Content area
Join queries lie at the heart of relational data systems. Traditionally, relational engines execute these queries by decomposing them into sequences of binary joins, guided by cost-based optimizers. While this paradigm has dominated for decades, it increasingly struggles to meet the demands of contemporary workloads—characterized by large-scale, skewed data, imprecise or missing statistics, and increasingly rich but intricate query semantics. These challenges expose both theoretical and practical limitations of the established approach, often resulting in brittle query optimizers and significantly suboptimal performance.
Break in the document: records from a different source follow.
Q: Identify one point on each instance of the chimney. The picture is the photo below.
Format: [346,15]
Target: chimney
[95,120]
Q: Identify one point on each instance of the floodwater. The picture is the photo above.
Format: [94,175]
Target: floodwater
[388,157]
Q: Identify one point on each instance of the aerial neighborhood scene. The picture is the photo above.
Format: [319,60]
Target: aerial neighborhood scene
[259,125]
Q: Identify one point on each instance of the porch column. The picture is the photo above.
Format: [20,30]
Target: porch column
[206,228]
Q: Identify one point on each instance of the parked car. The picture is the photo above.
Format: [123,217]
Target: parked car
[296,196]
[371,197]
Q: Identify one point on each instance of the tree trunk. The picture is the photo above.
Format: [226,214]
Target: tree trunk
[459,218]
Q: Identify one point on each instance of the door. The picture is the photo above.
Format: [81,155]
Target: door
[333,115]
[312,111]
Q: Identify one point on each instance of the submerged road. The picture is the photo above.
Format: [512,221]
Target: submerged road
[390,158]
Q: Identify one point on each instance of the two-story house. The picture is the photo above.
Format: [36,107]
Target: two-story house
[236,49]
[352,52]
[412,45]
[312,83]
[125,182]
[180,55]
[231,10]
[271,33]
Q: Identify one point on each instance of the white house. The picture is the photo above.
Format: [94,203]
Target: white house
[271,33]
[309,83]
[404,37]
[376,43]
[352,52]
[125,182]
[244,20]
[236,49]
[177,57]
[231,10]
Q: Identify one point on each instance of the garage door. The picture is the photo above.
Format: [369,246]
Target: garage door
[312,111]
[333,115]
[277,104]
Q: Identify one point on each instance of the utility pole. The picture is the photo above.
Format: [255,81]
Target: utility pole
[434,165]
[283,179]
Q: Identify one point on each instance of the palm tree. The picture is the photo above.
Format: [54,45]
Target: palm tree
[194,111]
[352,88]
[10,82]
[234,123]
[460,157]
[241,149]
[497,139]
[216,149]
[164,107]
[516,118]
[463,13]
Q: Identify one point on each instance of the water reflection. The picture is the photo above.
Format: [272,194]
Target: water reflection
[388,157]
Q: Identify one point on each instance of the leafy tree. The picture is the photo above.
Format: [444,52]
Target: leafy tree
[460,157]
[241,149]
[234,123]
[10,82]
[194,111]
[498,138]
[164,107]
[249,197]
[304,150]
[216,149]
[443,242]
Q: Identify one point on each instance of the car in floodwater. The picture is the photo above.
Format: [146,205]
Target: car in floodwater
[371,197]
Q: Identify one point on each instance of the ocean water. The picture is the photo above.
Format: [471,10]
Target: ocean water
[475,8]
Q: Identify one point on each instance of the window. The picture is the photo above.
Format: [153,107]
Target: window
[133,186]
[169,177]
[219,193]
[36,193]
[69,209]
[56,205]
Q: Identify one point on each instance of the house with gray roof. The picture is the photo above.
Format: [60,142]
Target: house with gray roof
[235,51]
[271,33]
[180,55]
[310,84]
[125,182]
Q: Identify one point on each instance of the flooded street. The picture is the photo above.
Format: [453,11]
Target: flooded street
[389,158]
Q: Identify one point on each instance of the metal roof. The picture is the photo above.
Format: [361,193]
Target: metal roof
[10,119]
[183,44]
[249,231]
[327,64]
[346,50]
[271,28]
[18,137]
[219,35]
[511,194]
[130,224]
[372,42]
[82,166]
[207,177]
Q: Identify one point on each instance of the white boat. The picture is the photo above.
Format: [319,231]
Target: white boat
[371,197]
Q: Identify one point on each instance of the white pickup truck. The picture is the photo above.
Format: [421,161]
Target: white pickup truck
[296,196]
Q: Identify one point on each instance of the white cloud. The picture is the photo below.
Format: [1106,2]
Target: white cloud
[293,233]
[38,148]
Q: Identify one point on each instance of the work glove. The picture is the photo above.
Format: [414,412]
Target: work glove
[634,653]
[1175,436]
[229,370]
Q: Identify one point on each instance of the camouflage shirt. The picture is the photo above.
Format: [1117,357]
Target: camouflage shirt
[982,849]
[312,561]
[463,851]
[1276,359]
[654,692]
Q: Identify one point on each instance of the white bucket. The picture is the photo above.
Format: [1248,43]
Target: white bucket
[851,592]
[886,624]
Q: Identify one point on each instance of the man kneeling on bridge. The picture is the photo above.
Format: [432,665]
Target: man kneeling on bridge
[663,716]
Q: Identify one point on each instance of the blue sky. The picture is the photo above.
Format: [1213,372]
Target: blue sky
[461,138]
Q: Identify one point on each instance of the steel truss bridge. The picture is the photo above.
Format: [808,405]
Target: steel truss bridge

In parallel, the research community has made substantial progress in developing join algorithms with strong theoretical guarantees. However, these algorithms are often designed under idealized assumptions such as purely join-based queries or uniformly sized relations—divorced from the broader realities of real-world queries. In practice, relational queries often involve additional constructs like projections, antijoins, or group-by aggregation, operate over skewed data, or must respect a handful of integrity constraints. In other emerging scenarios—such as multi-query optimization, incremental query maintenance, or recursive, loop-containing queries—existing techniques frequently fall short. These settings further complicate the landscape and demand a more nuanced understanding of the interplay between query structure and data characteristics.
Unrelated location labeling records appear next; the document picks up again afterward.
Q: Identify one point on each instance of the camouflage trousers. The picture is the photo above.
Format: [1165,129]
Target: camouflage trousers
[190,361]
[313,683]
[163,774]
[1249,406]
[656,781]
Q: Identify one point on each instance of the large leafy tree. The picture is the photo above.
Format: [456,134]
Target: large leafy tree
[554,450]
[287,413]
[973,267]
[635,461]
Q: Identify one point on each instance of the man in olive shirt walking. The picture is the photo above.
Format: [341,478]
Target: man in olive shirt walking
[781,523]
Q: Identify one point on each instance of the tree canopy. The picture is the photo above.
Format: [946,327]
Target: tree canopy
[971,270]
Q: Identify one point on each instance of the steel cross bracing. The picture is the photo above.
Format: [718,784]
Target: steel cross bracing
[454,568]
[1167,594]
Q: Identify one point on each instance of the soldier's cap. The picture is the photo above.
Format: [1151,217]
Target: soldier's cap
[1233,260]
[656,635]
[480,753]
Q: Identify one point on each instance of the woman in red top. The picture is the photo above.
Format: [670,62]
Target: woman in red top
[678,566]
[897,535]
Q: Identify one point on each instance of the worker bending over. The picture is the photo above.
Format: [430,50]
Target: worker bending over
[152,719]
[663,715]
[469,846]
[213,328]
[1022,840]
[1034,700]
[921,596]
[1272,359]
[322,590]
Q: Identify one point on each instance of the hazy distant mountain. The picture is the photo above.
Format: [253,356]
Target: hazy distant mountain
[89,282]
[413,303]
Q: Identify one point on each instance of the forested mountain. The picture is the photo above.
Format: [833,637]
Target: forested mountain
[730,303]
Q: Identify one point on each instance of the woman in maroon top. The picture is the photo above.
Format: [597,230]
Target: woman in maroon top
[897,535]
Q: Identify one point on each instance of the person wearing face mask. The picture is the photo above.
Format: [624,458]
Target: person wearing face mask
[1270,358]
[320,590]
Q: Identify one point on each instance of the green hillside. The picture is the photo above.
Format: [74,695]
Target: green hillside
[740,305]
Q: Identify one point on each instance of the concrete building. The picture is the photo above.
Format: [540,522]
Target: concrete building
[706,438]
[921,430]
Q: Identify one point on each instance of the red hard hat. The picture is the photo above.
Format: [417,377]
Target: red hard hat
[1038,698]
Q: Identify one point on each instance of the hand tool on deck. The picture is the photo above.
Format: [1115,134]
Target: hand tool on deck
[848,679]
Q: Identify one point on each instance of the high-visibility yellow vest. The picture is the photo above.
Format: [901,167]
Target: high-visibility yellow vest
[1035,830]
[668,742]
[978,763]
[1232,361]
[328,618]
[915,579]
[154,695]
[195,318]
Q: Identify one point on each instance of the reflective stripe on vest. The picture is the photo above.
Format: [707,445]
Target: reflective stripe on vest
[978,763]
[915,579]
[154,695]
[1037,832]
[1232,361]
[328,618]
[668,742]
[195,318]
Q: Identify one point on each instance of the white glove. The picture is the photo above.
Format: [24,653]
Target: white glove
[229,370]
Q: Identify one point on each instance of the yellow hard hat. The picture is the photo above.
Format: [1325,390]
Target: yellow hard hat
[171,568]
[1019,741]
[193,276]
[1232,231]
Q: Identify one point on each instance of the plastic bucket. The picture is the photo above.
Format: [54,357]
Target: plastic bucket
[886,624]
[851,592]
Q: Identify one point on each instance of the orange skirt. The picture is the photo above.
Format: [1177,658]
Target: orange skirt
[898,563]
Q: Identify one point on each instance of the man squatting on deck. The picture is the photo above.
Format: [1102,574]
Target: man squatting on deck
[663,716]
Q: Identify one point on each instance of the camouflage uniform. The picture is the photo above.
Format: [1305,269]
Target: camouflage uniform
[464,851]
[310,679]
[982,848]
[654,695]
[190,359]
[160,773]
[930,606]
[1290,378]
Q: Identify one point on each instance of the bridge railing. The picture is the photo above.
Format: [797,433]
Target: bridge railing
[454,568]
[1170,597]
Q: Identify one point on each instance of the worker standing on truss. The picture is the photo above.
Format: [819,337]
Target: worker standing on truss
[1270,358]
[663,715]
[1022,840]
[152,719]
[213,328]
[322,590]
This dissertation seeks to bring these join algorithms closer to the practical needs. It presents a suite of novel join algorithms tailored to complex, real-world queries—offering principled performance guarantees without sacrificing generality. Along the way, it contributes new insights and design principles that inform how future query optimizers can be made more robust, adaptable, and interpretable. Collectively, these contributions pave the way toward a new generation of query optimization—firmly grounded in theory and effective in practice.